Chromium / ChromeDriver 完全指南 / 08 - 网页爬虫实战
08 - 网页爬虫实战
使用浏览器自动化技术抓取动态渲染页面,应对反爬机制,实现代理轮换与数据提取。
8.1 为什么需要浏览器爬虫
传统 HTTP 爬虫(如 requests + BeautifulSoup)只能获取服务器返回的原始 HTML。现代网站大量使用 JavaScript 动态渲染内容,传统爬虫无法获取渲染后的内容。
传统 HTTP 爬虫:
HTTP 请求 → 原始 HTML → 解析
✅ 速度快,资源低
❌ 无法获取 JS 渲染内容
浏览器自动化爬虫:
启动浏览器 → 加载页面 → 执行 JS → 获取渲染后 DOM → 解析
✅ 能获取动态内容
✅ 能模拟用户交互
❌ 资源消耗大,速度较慢
何时使用浏览器爬虫
| 场景 | 建议 |
|---|---|
| 静态 HTML 页面 | ❌ 使用 requests/httpx |
| REST API 可用 | ❌ 直接调用 API |
| SPA (React/Vue/Angular) | ✅ 浏览器爬虫 |
| 需要登录/交互 | ✅ 浏览器爬虫 |
| 无限滚动加载 | ✅ 浏览器爬虫 |
| Canvas/WebGL 渲染 | ✅ 浏览器爬虫 |
| 需要截图证据 | ✅ 浏览器爬虫 |
8.2 基础爬虫架构
┌─────────────────────────────────────────────────┐
│ 爬虫调度器 │
│ ┌──────────┐ ┌──────────┐ ┌──────────┐ │
│ │ URL 队列 │→│ 浏览器池 │→│ 数据管道 │ │
│ └──────────┘ └──────────┘ └──────────┘ │
│ ↑ │ │ │
│ ┌──────────┐ ┌─────────┐ ┌──────────┐ │
│ │ 链接提取 │ │ 反检测 │ │ 数据存储 │ │
│ └──────────┘ └─────────┘ └──────────┘ │
└─────────────────────────────────────────────────┘
8.3 Selenium 爬虫
基础示例 — 抓取新闻列表
from selenium import webdriver
from selenium.webdriver.common.by import By
from selenium.webdriver.support.ui import WebDriverWait
from selenium.webdriver.support import expected_conditions as EC
from selenium.webdriver.chrome.options import Options
import json
import time
def create_driver():
options = Options()
options.add_argument("--headless=new")
options.add_argument("--no-sandbox")
options.add_argument("--disable-dev-shm-usage")
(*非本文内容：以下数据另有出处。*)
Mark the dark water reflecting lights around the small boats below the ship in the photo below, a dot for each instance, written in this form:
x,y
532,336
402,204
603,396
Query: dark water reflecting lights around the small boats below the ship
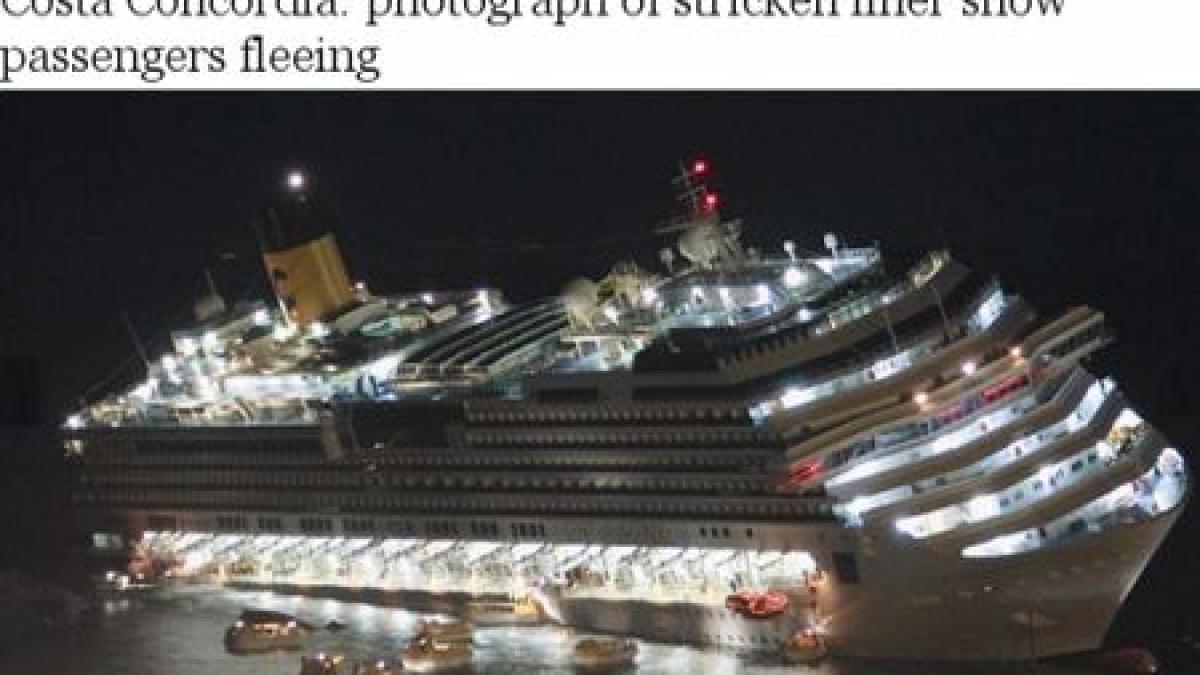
x,y
179,632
options.add_argument("--disable-blink-features=AutomationControlled")
options.add_argument("--window-size=1920,1080")
options.add_experimental_option("excludeSwitches", ["enable-automation"])
options.add_experimental_option("useAutomationExtension", False)
return webdriver.Chrome(options=options)
def scrape_news(url, max_pages=5):
driver = create_driver()
all_articles = []
try:
for page_num in range(1, max_pages + 1):
driver.get(f"{url}?page={page_num}")
wait = WebDriverWait(driver, 15)
# 等待文章列表加载
articles = wait.until(
EC.presence_of_all_elements_located((By.CSS_SELECTOR, ".article-item"))
)
for article in articles:
try:
title = article.find_element(By.CSS_SELECTOR, ".title").text
link = article.find_element(By.CSS_SELECTOR, "a").get_attribute("href")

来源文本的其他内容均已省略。